The change in accounting principles between the laboratory community and the statutory health insurance scheme as a result of Neureglung of § 25 para 3 BMVÄ change this legal opinion nothing if the laboratory community continues settles only the costs compared to the statutory health insurance in the amount by which of this it actually stood are corresponding (§ 25 para 3 sentence 4 BMVÄ). The profit is in this case continues to generate, finally, by individual members as part of their medical practice.
If, on a laboratory community, not for profit work is never involved batteries and accu-laboratory physicians, a reclassification of the income is only at the level of laboratories established by the physician to examine the principles outlined above.
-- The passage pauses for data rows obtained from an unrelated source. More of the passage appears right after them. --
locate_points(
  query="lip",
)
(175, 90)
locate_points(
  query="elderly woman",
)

Achieves the laboratory community gains, however, this is no longer Kos-ten/Hilfsgemeinschaft in the above sense, but one of partnership, according to § 15 para 1 sentence 1 No. 2 of the Income Tax Act in conjunction with § 18 para 4 sentence 2 Income Tax liability for any examination of whether the laboratory community in this case commercial (§ 15 Income Tax Act) or professional (§ 18 ITA) income is received, the principles outlined in Section I shall apply accordingly. Then it is necessary to consider whether, taking into account the number of employees and the investigations carried out a self-dependent activity of participation in the lab community-ten doctors is still present. If this is answered in the affirmative and only self-employed doctors involved in the laboratory community, they earn revenue from a medical activity according to § 18 para 1 sentence 1 No. 2 ITA. If this is answered in the negative and / or self-employed doctors are not only involved in the laboratory community, the entire income of the laboratory community as business income under § 15 para 1 sentence 1 No. 2 of the Income Tax Act to deal with. Because of the provisions of § 15 para 3 No 1, 2 Alternative Income Tax Act suggests that treatment on the income qualification the doctors involved communities through (staining in so-called "participation agreements").

b) the provision of laboratory services to non-members
When providing the laboratory community and laboratory studies for non-members, as with the established laboratory physicians to consider whether, given the number of featured In-and conducted in a self-dependent activity of the laboratory community is still present.

III. Application period
This letter replaces the BMFSchreiben of 31 January 2003 (Federal Gazette I, p. 170). It applies to tax years from 2008.
This letter will be published in the Federal Tax Gazette, Part I.